4. European debt problems and pending U.S. budget cuts imperil key industries in Massachusetts.
The same Massachusetts innovation economy that was well positioned to ride out the Great Recession finds itself uniquely vulnerable to the debt and deficit crises unfolding on both sides of the Atlantic. Not only would an austerity-driven European recession harm a key export market for Massachusetts companies, but the failure by the Congressional “super-committee” to agree on budget reductions in the United States threatens to trigger deep cuts to bedrock Bay State industries such as defense and health care that depend upon federal funding.
5. Employers throughout Massachusetts cope with unprecedented natural disasters.
If the balky economy was not enough, Massachusetts employers were forced to cope with weather catastrophes ranging from snow-based roof collapses, to a series of destructive tornadoes to flooding from Tropical Storm Irene to extended power outages caused by the heavy October snowstorm. The storms left employers to figure out complicated insurance claims, federal disaster declarations and employment law issues ranging from how to pay workers to recovery of records.
6. Massachusetts lawmakers respond to anemic recovery by taking steps to improve the business economy.
At least part of the commonwealth’s ability to outperform other states stemmed from the fact that the Legislature and Governor Deval Patrick embraced the idea that the only way to solve the commonwealth’s long-term fiscal issues is through economic expansion and job growth. Policymakers again balanced the state budget without a tax increase, left intact a three-year drop in corporate excise taxes from 9.5 to 8 percent and froze Unemployment Insurance rates in a move that left more than $400 million in the private sector.
7. Cities and towns win the ability to save money by changing the benefit design of their health insurance plans.
The Legislature passed, and Governor Patrick signed, a bill giving financially struggling cities and towns control over the design of employee health insurance benefits. The change, passed over fierce opposition from labor unions, is already paying dividends – state officials reported this month that four municipalities that have taken advantage of the new law will see premium reductions of $9.9 million and employees of those communities will see $8.4 million in premium and benefit savings.
8. The National Labor Relations Board changes the rules governing union elections and requires employers to post notices informing workers of their right to join a union.
A deeply divided National Labor Relations Board continued to tilt the labor-relations playing field toward unions on November 30 when it adopted regulations that limit the ability of employers to appeal eligibility and other issues prior to a union representation election. The board separately passed a rule that will require private-sector employers whose workplaces fall under the National Labor Relations Act to post an employee rights notice where other workplace notices are typically posted, including Internet or Intranet sites.
9. Massachusetts adopts strict evaluation standards for teachers.

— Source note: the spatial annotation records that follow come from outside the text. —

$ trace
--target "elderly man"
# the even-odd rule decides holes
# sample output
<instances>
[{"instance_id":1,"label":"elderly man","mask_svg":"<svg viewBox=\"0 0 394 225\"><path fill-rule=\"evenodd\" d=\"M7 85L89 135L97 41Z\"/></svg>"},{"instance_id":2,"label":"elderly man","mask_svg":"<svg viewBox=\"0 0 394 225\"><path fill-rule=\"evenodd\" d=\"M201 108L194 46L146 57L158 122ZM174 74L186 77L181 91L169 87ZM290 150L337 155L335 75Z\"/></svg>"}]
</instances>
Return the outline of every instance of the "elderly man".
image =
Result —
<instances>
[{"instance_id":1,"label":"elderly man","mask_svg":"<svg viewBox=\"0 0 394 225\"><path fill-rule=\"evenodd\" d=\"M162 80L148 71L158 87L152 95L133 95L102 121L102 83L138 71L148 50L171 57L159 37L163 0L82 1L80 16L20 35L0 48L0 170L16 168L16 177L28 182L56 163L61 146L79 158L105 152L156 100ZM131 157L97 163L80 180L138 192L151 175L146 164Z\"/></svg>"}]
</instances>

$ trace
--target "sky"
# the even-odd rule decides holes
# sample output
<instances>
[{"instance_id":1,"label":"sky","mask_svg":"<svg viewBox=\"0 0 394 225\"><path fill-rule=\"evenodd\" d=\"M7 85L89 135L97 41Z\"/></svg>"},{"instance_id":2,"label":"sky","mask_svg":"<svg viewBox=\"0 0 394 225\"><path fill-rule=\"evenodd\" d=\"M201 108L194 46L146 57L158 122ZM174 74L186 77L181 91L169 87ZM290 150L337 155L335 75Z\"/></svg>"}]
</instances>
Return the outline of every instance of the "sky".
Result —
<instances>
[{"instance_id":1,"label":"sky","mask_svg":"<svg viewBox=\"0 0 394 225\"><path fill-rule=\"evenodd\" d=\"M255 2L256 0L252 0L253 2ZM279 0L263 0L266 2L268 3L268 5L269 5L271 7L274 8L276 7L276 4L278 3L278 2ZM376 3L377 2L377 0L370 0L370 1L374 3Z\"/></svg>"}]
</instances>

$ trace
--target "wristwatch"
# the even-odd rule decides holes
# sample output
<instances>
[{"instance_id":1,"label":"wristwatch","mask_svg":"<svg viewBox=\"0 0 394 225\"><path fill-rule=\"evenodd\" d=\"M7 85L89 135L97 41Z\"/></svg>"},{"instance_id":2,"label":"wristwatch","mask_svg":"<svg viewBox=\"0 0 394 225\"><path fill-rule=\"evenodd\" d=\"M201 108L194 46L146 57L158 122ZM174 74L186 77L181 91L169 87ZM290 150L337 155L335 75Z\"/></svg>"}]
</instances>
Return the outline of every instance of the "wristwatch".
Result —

The Massachusetts Board of Elementary and Secondary Education adopted new statewide teacher-evaluation regulations that place significant emphasis on student outcomes. The employer community endorsed the regulation because reliable teacher evaluation is a key element of maintaining an education system capable of supporting the growth of the Massachusetts economy.
10. Commonwealth authorizes casino gambling
Massachusetts lawmakers ended years of debate by authorizing the construction of three resort casinos and one slots-only facility. Supporters believe that gaming will generate hundreds of millions of dollars worth of investment, while critics say the economic benefits and job-creation potential of casinos have been oversold.